1 - No início deste ano a Uningá, em Maringá/PR criou à revelia do MEC seu curso de medicina lastreado em uma liminar do Poder Judiciário. Fato inédito no âmbito do ensino médico, sendo a única IES a ter um curso de medicina autorizado pela Justiça. O vestibular foi realizado, 100 alunos foram matriculados e o curso iniciado. O MEC recorreu e conseguiu derrubar a liminar, tornando assim sem efeito o referido curso. A instituição reiterou o pedido inicial de antecipação de tutela e teve decisão favorável. A União recorreu ao STJ alegando efeito multiplicador por motivar outras instituições de ensino a ajuizar demandas com o mesmo objetivo. Há poucos dias saiu a sentença. Eis o teor. "A Unidade de Ensino Superior Ingá (Uningá), de Maringá (PR), pode oferecer o curso de medicina até que o MEC analise se a instituição atende aos requisitos necessários para seu funcionamento. A decisão é do Superior Tribunal de Justiça. O ministro Raphael de Barros Monteiro Filho negou pedido de suspensão de segurança da União. Ele entende que não estão presentes os pressupostos específicos para a concessão. Para o ministro Barros Monteiro, a concessão é medida excepcional e sua análise deve se restringir à verificação da lesão aos bens jurídicos, quais seja a ordem, a saúde, a segurança e a economia pública. Segundo o ministro, nos argumentos apresentados pela União, não se vislumbra risco de dano à ordem ou à saúde que justifique a concessão da medida extrema da suspensão de liminar."

Entendemos que faltou ao ilustre ministro do STJ analisar um simples detalhe: a inafastável garantia da qualidade do ensino aos acadêmicos matriculados. Será que a "lesão aos bens jurídicos" citados é mais significativa que eventuais danos ocasionados à saúde dos pacientes por despreparo, imperícia ou negligência do profissional médico que não teve um ensino sério e adequado?

2 - Recentemente, o governo do presidente Lula conseguiu "resolver" o problema dos brasileiros que estudam medicina em Cuba. Vejam como foi: "Depois de oito meses de discussões, o governo brasileiro conseguiu a primeira vitória para aprovação no Congresso do acordo que torna automática a validação de diplomas de brasileiros formados na Escola Latino Americana, ELAM, em Cuba. A confirmação do acordo oferece duas vantagens para estudantes brasileiros de Medicina que estudam naquele país. Profissionais que já completaram o curso podem complementar o currículo no Brasil, em universidades públicas e depois se submeter a uma prova. Além disso, o acordo prevê a realização de convênios para que professores brasileiros sejam enviados à escola, onde duas disciplinas poderiam ser dadas especialmente para brasileiros: doenças tropicais e sobre o funcionamento do SUS. Para alunos formados com esse novo currículo, a validação do diploma seria automática".

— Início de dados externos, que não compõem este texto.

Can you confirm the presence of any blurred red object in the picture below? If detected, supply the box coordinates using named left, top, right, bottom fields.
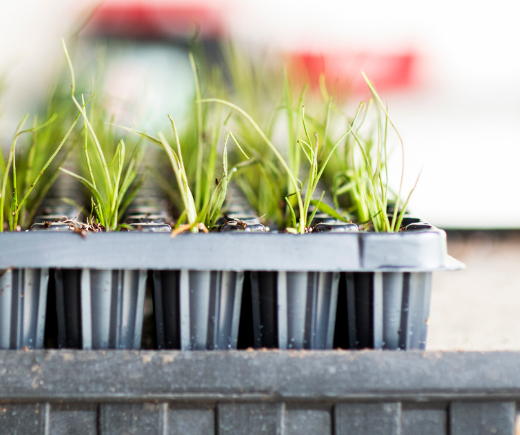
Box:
left=288, top=52, right=417, bottom=94
left=83, top=1, right=224, bottom=39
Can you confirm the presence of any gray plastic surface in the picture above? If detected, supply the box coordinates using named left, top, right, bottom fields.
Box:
left=0, top=269, right=49, bottom=349
left=0, top=230, right=463, bottom=272
left=55, top=269, right=147, bottom=350
left=153, top=270, right=244, bottom=350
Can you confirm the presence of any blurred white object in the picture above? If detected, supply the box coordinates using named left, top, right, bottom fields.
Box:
left=0, top=0, right=520, bottom=228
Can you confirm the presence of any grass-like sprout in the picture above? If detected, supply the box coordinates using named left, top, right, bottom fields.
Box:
left=61, top=40, right=142, bottom=231
left=201, top=98, right=352, bottom=234
left=116, top=116, right=248, bottom=235
left=0, top=108, right=79, bottom=232
left=334, top=74, right=419, bottom=232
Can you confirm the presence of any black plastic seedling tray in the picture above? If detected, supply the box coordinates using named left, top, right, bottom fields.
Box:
left=0, top=228, right=462, bottom=350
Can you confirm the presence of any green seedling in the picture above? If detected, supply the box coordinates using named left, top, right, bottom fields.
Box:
left=61, top=40, right=142, bottom=231
left=334, top=74, right=419, bottom=232
left=119, top=116, right=248, bottom=235
left=0, top=108, right=79, bottom=232
left=201, top=98, right=352, bottom=234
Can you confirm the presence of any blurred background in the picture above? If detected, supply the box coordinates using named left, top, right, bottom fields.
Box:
left=0, top=0, right=520, bottom=350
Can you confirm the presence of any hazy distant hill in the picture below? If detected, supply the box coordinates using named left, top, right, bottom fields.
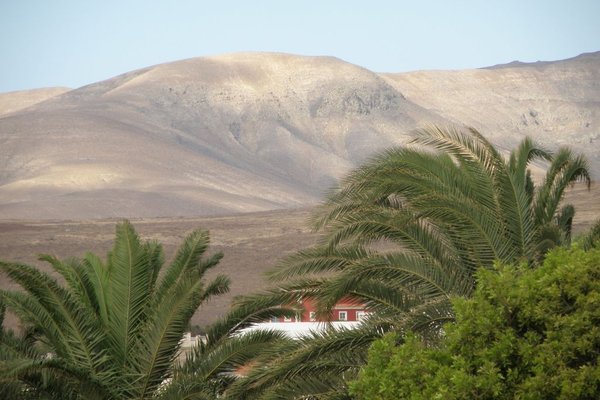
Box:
left=385, top=52, right=600, bottom=158
left=0, top=53, right=600, bottom=219
left=0, top=87, right=71, bottom=117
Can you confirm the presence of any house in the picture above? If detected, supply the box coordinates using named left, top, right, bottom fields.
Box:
left=270, top=297, right=369, bottom=323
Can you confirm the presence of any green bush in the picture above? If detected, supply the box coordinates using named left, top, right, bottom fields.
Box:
left=351, top=245, right=600, bottom=400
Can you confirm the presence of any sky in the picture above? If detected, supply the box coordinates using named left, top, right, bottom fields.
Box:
left=0, top=0, right=600, bottom=92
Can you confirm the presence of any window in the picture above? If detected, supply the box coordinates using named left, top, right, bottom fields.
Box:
left=356, top=311, right=369, bottom=321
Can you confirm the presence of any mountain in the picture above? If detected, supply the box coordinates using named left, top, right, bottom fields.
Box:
left=0, top=87, right=70, bottom=117
left=384, top=52, right=600, bottom=158
left=0, top=53, right=600, bottom=219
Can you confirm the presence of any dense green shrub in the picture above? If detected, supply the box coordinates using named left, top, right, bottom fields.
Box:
left=352, top=249, right=600, bottom=400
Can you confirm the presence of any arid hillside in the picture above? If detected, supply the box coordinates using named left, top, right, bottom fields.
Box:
left=0, top=53, right=600, bottom=220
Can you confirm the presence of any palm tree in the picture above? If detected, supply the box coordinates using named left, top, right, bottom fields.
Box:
left=230, top=127, right=590, bottom=399
left=0, top=222, right=234, bottom=399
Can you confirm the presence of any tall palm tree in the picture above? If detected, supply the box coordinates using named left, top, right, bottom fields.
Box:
left=0, top=222, right=234, bottom=399
left=230, top=127, right=590, bottom=399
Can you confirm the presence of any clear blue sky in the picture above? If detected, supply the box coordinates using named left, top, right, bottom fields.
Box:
left=0, top=0, right=600, bottom=92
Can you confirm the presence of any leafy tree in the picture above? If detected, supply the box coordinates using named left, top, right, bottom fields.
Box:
left=0, top=222, right=248, bottom=399
left=351, top=249, right=600, bottom=400
left=234, top=127, right=590, bottom=398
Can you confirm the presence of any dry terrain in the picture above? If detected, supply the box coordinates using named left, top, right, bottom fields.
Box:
left=0, top=184, right=600, bottom=332
left=0, top=210, right=316, bottom=326
left=0, top=52, right=600, bottom=219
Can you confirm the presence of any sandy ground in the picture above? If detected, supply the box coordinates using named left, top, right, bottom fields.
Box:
left=0, top=210, right=316, bottom=326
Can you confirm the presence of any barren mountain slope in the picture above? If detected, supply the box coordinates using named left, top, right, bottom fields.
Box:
left=0, top=87, right=71, bottom=116
left=0, top=54, right=440, bottom=218
left=383, top=52, right=600, bottom=172
left=0, top=53, right=600, bottom=219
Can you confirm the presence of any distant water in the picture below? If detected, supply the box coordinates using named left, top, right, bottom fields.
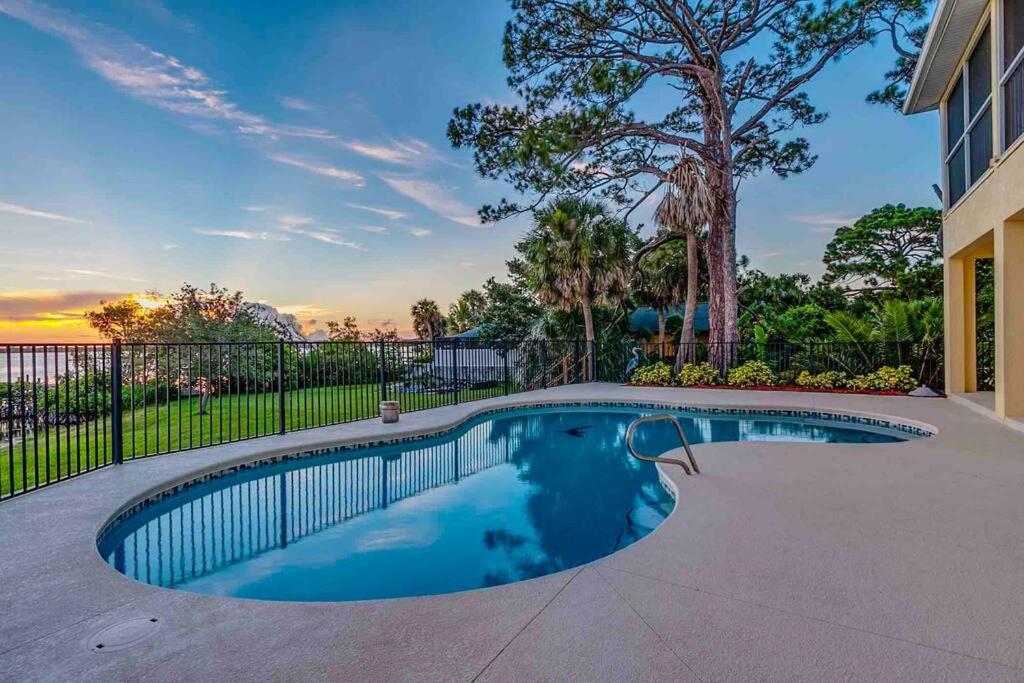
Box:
left=0, top=346, right=74, bottom=382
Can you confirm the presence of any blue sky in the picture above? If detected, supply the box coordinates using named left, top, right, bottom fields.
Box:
left=0, top=0, right=939, bottom=340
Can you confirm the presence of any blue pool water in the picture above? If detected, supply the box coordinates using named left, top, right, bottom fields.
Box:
left=99, top=407, right=908, bottom=601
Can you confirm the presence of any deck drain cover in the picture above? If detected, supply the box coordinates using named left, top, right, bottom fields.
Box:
left=86, top=616, right=160, bottom=652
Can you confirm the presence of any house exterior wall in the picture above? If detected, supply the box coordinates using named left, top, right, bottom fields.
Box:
left=941, top=0, right=1024, bottom=417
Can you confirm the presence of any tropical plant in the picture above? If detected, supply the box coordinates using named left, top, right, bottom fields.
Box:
left=725, top=360, right=778, bottom=387
left=641, top=156, right=712, bottom=371
left=480, top=278, right=544, bottom=341
left=449, top=0, right=928, bottom=358
left=410, top=299, right=444, bottom=340
left=447, top=290, right=487, bottom=332
left=676, top=362, right=722, bottom=386
left=630, top=360, right=673, bottom=386
left=516, top=199, right=634, bottom=378
left=797, top=370, right=850, bottom=389
left=850, top=366, right=918, bottom=391
left=633, top=236, right=687, bottom=352
left=327, top=315, right=362, bottom=341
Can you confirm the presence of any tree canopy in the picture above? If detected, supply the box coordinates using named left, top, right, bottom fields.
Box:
left=822, top=204, right=942, bottom=299
left=449, top=0, right=926, bottom=358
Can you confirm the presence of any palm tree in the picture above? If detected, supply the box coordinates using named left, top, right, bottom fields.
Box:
left=634, top=236, right=689, bottom=348
left=409, top=299, right=444, bottom=340
left=447, top=290, right=487, bottom=332
left=516, top=198, right=632, bottom=378
left=654, top=156, right=712, bottom=371
left=447, top=299, right=476, bottom=332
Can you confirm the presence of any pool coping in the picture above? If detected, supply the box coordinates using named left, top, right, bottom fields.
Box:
left=8, top=384, right=1024, bottom=680
left=96, top=398, right=939, bottom=548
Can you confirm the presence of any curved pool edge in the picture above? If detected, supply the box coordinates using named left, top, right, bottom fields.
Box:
left=94, top=396, right=939, bottom=557
left=14, top=384, right=1024, bottom=680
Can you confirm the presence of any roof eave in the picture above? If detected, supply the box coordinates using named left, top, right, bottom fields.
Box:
left=903, top=0, right=988, bottom=114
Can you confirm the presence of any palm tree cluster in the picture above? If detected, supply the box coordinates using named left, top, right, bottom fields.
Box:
left=516, top=198, right=637, bottom=376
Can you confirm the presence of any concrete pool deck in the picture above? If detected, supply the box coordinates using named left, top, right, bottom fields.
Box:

3 - Finalmente, há poucos dias esse mesmo governo criou o Programa de Apoio a Planos e Reestruturação e Expansão das Universidades Federais - REUNI instituído pelo Decreto n. 6096/07 e foi divulgado com o propósito de "dobrar" os alunos das universidades públicas. A quantidade de professores será a mesma. Cada sala de aula que só podia ter no máximo 50 alunos passará para 150. As universidades que aderirem ao REUNI receberão 20% a mais de recursos, mas para isso, terão que garantir um mínimo de 20% de novas vagas. Ainda mais, 90% dos alunos matriculados terão que concluir o curso, o que significa, na prática, a adoção de aprovação automática. As que não aderirem serão "condenadas" ao congelamento orçamentário. Hoje, as Universidades Federais oferecem 4.436 vagas anualmente para o primeiro ano do curso. Na melhor das hipóteses, 20% representariam 887 novas vagas, equivalendo a dez escolas médicas "novíssimas" com 88 vagas.

O que nos espera no futuro? Lamentável!